Type of site | News website |
---|---|
Founded | 2016 |
Headquarters | Tulsa, Oklahoma , United States |
Owner | The Frontier Media Group Inc. |
Founder(s) | Robert Lorton III and Ziva Branstetter |
URL | www |
Commercial | No |
The corporation, founded in 2016, is overseen by a board that includes Frontier co-founders, former Tulsa World president and publisher, Robert Lorton III, and Ziva Branstetter, a former special projects editor of the Tulsa World and currently an editor at The Washington Post. Branstetter and Carey Aspinwall, who is now based in Dallas covering Southern U.S. crime news with the Marshall Project, were finalists for Local News coverage for the 2015 Pulitzer Prize. They had been nominated for their 2014 work on botched executions in Oklahoma. In 2017, The Frontier's staff included publisher Lorton, former World staff reporters Dylan Goforth, its Editor in Chief, and Clifton Adcock, Senior Staff Writer, as well as Kassie McClung and Aspinwall. Regarding its initial hires, Andy Rieger a University of Oklahoma journalism professor and former decades-long editor and columnist at the Norman Transcript said: "They were some of the best writers and editors the World had." "That gave it credibility not only in Tulsa, but in Oklahoma."[1]
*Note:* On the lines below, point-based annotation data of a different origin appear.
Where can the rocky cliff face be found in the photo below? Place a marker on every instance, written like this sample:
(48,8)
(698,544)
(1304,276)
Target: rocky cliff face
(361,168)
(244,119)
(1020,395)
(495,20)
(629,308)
It originally charged $30 a month for the investigative stories on its site,[2] though it subsequently dropped its paywall.[3] At the time it had about 650 members and aimed for 850 in its first 12 months, said Lorton.[2]
The organization has conducted research and enterprise reporting on issues important to the Oklahoma public, including a five-part series on rape in December 2017, problems within the Tulsa County jail, stories about major problems regarding a wealthy Sheriff's department contributor who was a reserve deputy who accidentally killed an arrestee, and the bonuses paid to CoreCivic, a for-profit prison operator, despite repeated riots in 2015 in its Cushing prison, at the same time the staff in state prisons suffered from stagnant wages.[4]
The Frontier was honored as a finalist for Best New Website in the 2016 Great Plains Journalism Awards. It also partnered with local, state and national media outlets for groundbreaking investigative projects and experimented with novel ways to tell stories. It is one of Oklahoma's leading advocates for transparency in government and has fought for access to records on the public's behalf. In 2018, it was chosen as one of three finalists for the 2017 annual award in the Scripps Howard Foundation's Community Journalism category, for its series, "Shadow Land: How Rape Stays Hidden in Oklahoma."[5]
The Frontier gets its operating revenue from subscriptions and donations along with funding from sponsors.
Its competitors include the state's major daily newspapers: The Oklahoman, published by GateHouse Media owned by Fortress Investment Group and its investor Softbank since October 1, 2018, and formerly owned since 2011 by Denver-based billionaire businessman Philip Anschutz and his Anschutz Corporation;[6] and the Tulsa World, which was sold in 2013 to Berkshire Hathaway's BH Media Group, controlled by billionaire Warren Buffett.[7]
The Frontier has partnered on Oklahoma stories with national and international media, such as the Marshall Project, and the Guardian in Great Britain. That investigation of the Pardon and Parole Board alleged that no applications for commutations or pardons had been reviewed for three years. The resulting public awareness of incarceration issues news stories by Frontier, The Oklahoman and Tulsa World spurred policy changes within the agency by 2018 newly elected Oklahoma Governor Kevin Stitt who led the release of over 500 non-violent offender inmates.[8]